Characteristics of Realistic Art

Realism in visual arts is basically about moving over the interpretation, personal bias, subjectivity or emotionalism and depicting the painting theme in an empirical sense. Realists rejected the characteristics of Romantic art as they believed in portraying objects with a sense of objective reality. Thus, the artists didn’t use techniques to change the appearance of the object. For instance, an artist who follows the Realistic art tradition would never attempt to conceal any flaws in the object or scene he/she is painting. The Realism art movement can also be associated with the age of positivism. Positivism is all about gaining knowledge using scientific methods of observation and objective evaluation.
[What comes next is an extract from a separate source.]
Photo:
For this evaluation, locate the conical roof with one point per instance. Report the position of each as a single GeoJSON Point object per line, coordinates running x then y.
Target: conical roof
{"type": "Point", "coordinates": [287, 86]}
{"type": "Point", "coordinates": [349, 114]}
In art, this translates to depiction of objects as they are. One must not allow subjectivity and imagination to affect the depiction of the objects. Realism in art is all about rejecting idealization. Those who follow the realistic tradition in art believe in an accurate portrayal of ordinary people and events. The artist’s muse shouldn’t be someone who is larger-than-life or glorious always. This explains why artists who follow this tradition didn’t believe in painting the Gods, Goddesses or heroes. Their aim was to depict the daily life with as much accuracy as possible.

Realists basically draw inspiration from contemporary life. The subject matter of their paintings generally includes daily scenes and ordinary people.They depict contemporary life in a realistic and accurate manner. For instance, after industrial revolution, many of the famous paintings from Realistic school of art depicted workers performing their tasks in factories. They tried to depict the workers as they looked. However ugly or unaesthetic the surroundings looked, the painter painted them with honesty, just as they existed. No changes were made to make them look aesthetically pleasing. If you go through the famous painters list, you will come across names such as Gustave Courbet, Honore Daumier, Jean-Francois Millet, John Singer Sargent, James McNeil Whistler, Jan Van Eyck and Jean-Baptiste-Camille Corot. These were some of the famous painters who followed this art tradition. Movements such as the Ashcan School, the Contemporary Realist, and the American Scene Painters are also based on this art tradition. These painters believe in the painting what they see. The logic given by these artists is that the abstract objects, or the objects that are intangible or non-existent, don’t belong to the realm of painting.

The rejection of the Romantic art tradition is an important aspect of Realistic art. Painting ordinary people and daily scenes in a realistic manner is the objective of this form of art.